Adjustable rate is an interest rate that changes, based on changes in a published market-rate index.
APR is an annual percentage rate which is a measure of the total cost of the loan expressed as a yearly percentage rate. All APRs are calculated by the lender.
Appraisal is an estimate of how much a house would sell for if it were sold; also called its market value.
Appreciation is an increase in a home's value.
Cap is a limit on the amount an adjustable interest rate may go up or down during a specified time period. The first number is the maximum increase allowed for one adjustment period; the second is the total increase allowed over the life of the loan.
Closing is a meeting where documents are signed to "close the deal" on a mortgage; the time a mortgage begins.
Expected interest rate - HECM program- the expected rate is fixed throughout the life of the loan and is used to determine payments to the borrower.
Federal Housing Administration (FHA) is the part of the U. S. Department of Housing that insures HECM loans.
Fixed monthly loan advances are payments of the same amount made to a borrower each month.
Home equity is the value of a home, subtracting any money owed on it.
Home Equity Conversion Mortgage (HECM) is the only reverse mortgage program insured by the Federal Housing Administration, a federal government agency.
Index is the basis for setting an adjustable rate.
Initial interest rate - HECM program- the interest rate that is first charged on the loan beginning at closing; it equals the one-year rate for U.S. Treasury Securities, plus a margin.
Jumbo loan is generally for higher-valued homes; Offers higher payout compared to HECM loan limits.
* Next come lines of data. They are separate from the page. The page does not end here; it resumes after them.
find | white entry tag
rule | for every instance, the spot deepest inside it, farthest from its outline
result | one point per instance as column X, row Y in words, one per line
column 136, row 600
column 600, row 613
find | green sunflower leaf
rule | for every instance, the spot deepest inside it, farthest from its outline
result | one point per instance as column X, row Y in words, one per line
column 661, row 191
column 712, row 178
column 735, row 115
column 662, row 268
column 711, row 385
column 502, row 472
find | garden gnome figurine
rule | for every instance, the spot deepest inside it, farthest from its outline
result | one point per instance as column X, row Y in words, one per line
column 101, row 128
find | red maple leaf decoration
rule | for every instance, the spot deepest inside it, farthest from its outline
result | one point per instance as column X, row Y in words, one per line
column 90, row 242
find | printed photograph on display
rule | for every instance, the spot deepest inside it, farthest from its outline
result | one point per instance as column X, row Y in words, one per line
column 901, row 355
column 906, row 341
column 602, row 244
Leftover equity equals the sale price of the home, minus the total amount owed on it and the cost of selling it; the amount the homeowner, heirs or estate would get when the house is sold and the loan is paid off.
LIBOR or the London Interbank Offered Rate is a daily reference rate based on the interest rates at which banks offer to lend unsecured funds to other banks in the London wholesale money market (or interbank market).
Line of credit is amount of money available from loan for future draws.
Loan To Value (LTV) is the amount available to borrow as a percentage of your home value.
Lump sum is a single loan advance at closing.
Margin is used to calculate the loan's monthly interest rate; Margin + index = new rate when the loan adjusts.
Maturity is when a loan must be repaid.
Mortgage Insurance Premium (MIP) - HECM program- the premium paid for required mortgage insurance, whereby the government guarantees homeowner has access to funds if loan issuer goes out of business.
Non-recourse mortgage is a home loan in which the borrower can never owe more than the home's value at the time the loan is repaid.
Origination is the process of setting up a mortgage, including preparing documents.
Origination fee is a one-time fee paid to the lender at the time the loan closes.
Proprietary reverse mortgage is a reverse mortgage product owned by a private company.
Reverse mortgage is a home loan that gives cash advances to a homeowner, requires no repayment until a future time, and is capped by the value of the home when the loan is repaid.
Right of rescission is a borrower's right to cancel a home loan within three business days of the closing.
Servicing is administering a loan after closing, such as maintaining loan records and sending statements.
Tenure advances are equal monthly payments as long as at least one borrower lives and continues to occupy the property as a principal residence.
Term advances are equal monthly payments for a fixed period of months selected.
Total Annual Loan Cost (TALC) rate is the projected annual average cost of a reverse mortgage including all itemized costs.